Table of Contents
Journal of Ceramics
Volume 2015, Article ID 298690, 7 pages
Research Article

Cubic Phases in the Gd2O3-ZrO2 and Dy2O3-TiO2 Systems for Nuclear Industry Applications

1Centro Atómico Bariloche, CNEA, Avenida Bustillo 9500, 8400 San Carlos de Bariloche, Argentina
2CONICET, Argentina

Received 22 June 2015; Accepted 27 July 2015

Academic Editor: Jim Low

Copyright © 2015 Maria Teresa Malachevsky et al. This is an open access article distributed under the Creative Commons Attribution License, which permits unrestricted use, distribution, and reproduction in any medium, provided the original work is properly cited.
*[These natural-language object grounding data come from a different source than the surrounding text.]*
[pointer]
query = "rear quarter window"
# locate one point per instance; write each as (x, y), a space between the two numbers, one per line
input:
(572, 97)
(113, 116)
Neutron absorbers are elements with a high neutron capture cross section that are employed at nuclear reactors to control excess fuel reactivity. If these absorbers are converted into materials of relatively low absorption cross section as the result of neutron absorption, they consume during the reactor core life and so are called burnable. These elements can be distributed inside an oxide ceramic that is stable under irradiation and thus called inert. Cubic zirconium oxide is one of the preferred materials to be used as inert matrix. It is stable under irradiation, experiments very low swelling, and is isomorphic to uranium oxide. The cubic phase is stabilized by adding small amounts of dopants like Dy2O3 and Gd2O3. As both dysprosium and gadolinium have a high neutron cross section, they are good candidates to prepare burnable neutron absorbers. Pyrochlores, like Gd2Zr2O7 and Dy2Ti2O7, allow the solid solution of a large quantity of elements besides being stable under irradiation. These characteristics make them also useful for safe storage of nuclear wastes. We present a preliminary study of the thermal analysis of different compositions in the systems Gd2O3-ZrO2 and Dy2O3-TiO2, investigating the feasibility to obtain oxide ceramics useful for the nuclear industry.